IL-1b and IL-18 are proinflammatory cytokines that contribute to renal immune complex disease, but whether IL-1b and IL-
18 are mediators of intrinsic glomerular inflammation is unknown. In contrast to other cytokines the secretion of IL-1b and
IL-18 requires a second stimulus that activates the inflammasome-ASC-caspase-1 pathway to cleave pro-IL-1b and -IL-18
into their mature and secretable forms. As the NLRP3 inflammasome and caspase-1 were shown to contribute to
postischemic and postobstructive tubulointerstitial inflammation, we hypothesized a similar role for NLRP3, ASC, and
caspase-1 in glomerular immunopathology. This concept was supported by the finding that lack of IL-1R1 reduced
antiserum-induced focal segmental necrosis, crescent formation, and tubular atrophy when compared to wildtype mice.

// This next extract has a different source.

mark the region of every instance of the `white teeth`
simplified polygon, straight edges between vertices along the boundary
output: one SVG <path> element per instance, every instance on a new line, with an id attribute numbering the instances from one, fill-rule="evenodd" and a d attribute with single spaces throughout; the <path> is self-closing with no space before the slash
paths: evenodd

Lack of IL-18 reduced tubular atrophy only. However, NLRP3-, ASC- or caspase-1-deficiency had no significant effect on renal
histopathology or proteinuria of serum nephritis. In vitro studies with mouse glomeruli or mesangial cells, glomerular
endothelial cells, and podocytes did not reveal any pro-IL-1b induction upon LPS stimulation and no caspase-1 activation
after an additional exposure to the NLRP3 agonist ATP. Only renal dendritic cells, which reside mainly in the
tubulointerstitium, expressed pro-IL-1b and were able to activate the NLRP3-caspase-1 axis and secrete mature IL-1b.
Together, the NLRP3-ASC-caspase-1 axis does not contribute to intrinsic glomerular inflammation via glomerular
parenchymal cells as these cannot produce IL-1b during sterile inflammation.